Like seemingly all CW shows, The Vampire Diaries has a ridiculously large cast, and it’s not always clear why. I suppose it’s so that the show can feature more romantic pairings that way, and can involve unexpected characters in new plots, but it means that a lot of characters sit around with nothing to do an awful lot of the time. Bonnie has been given some character development this season, having to deal with one of her best friends becoming a vampire, and starting up a romance with her other best friend’s brother, but she’s still basically a plot device. The show is happy to feature her heavily when the writers need one of her plot advancing spells to come into play, and then not even feature her, with little explanation, for 2 or 3 episodes at a time. Then there’s Jeremy: he was sympathetic and fairly involved in the central storyline last year, due to his woebegone girlfriends both getting mixed up in the central vampire storyline, but no one quite seemed to know what to do with him this year. First he died, then got weirdly buddy buddy with Damon, and finally hooked up with Bonnie, died again, and got brought back to her life by her… mainly because the show needed surprising things to happen to Jeremy to justify his presence on the show. However it seems like this all might be going somewhere long term, now that he’s seeing the ghosts of Vicki and Anna because of Bonnie’s spell: let’s hope that storyline goes somewhere and gets involved with the other characters populating Mystic Falls so that Jeremy won’t seem like the useless kid brother anymore.

But the show’s least promising character is Matt. Looking back, there has been no point to his character over the last two years, other than to make Caroline more relatable. His past with Elena is easy to forget, as is the fact that his sister died, so his only real function has been to be Caroline’s boyfriend (and in this season, get involved in a love triangle with her and Tyler). He wasn’t even aware that vampires existed until towards the end of the season, which just made him seem even more isolated from the rest of the characters. The show has shown that it knows how to resolve some of these issues, as it made Season One’s most annoying and pointless characters, Tyler, integral and sympathetic by having him become a werewolf and making a connection with Caroline, and killing off Jenna, Elena’s likeable but rather pointless aunt. Hopefully Season 3 will draw in its outliers more, instead of isolating even more characters from the main plot.

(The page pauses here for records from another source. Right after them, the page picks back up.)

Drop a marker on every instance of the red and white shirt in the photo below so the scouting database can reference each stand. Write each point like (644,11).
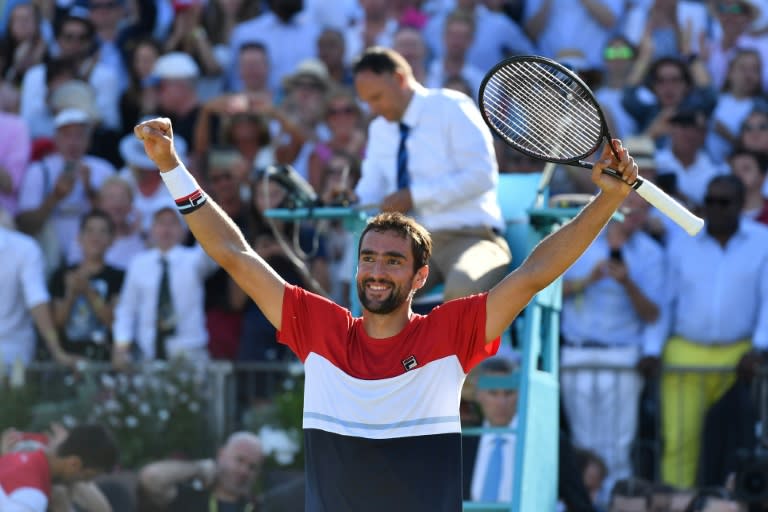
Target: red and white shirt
(25,482)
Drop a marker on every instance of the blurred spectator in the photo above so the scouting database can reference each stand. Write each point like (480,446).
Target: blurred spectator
(630,495)
(496,37)
(61,187)
(140,96)
(608,307)
(375,27)
(713,499)
(458,33)
(110,20)
(754,130)
(429,154)
(177,75)
(686,157)
(161,307)
(254,67)
(240,122)
(345,122)
(658,89)
(735,19)
(331,52)
(15,150)
(115,198)
(23,45)
(741,90)
(593,471)
(716,284)
(84,295)
(409,42)
(76,40)
(140,172)
(225,482)
(489,459)
(288,36)
(26,303)
(551,31)
(27,478)
(751,169)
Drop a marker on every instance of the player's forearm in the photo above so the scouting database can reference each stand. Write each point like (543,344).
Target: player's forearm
(552,257)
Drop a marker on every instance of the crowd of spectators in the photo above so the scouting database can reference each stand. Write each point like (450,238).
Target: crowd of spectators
(249,85)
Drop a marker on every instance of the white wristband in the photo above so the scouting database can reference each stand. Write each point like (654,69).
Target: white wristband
(184,189)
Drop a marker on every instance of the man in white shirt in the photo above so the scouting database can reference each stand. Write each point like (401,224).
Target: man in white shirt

And so we approach Season 3, the season that could make or break the show. Is the show one of the greatest genre shows of the millennium? Or has it just briefly distinguished itself from the rest of the CW crowd, before lingering on for 5 mediocre seasons, causing everyone to forget what they liked about it in the first place? Only time will tell. For now, however, the second season of The Vampire Diaries can stand alongside the best seasons of teen and horror/fantasy shows, a surprising breakout triumph coming from a show that seemed like one of television’s worst offering when it first premiered.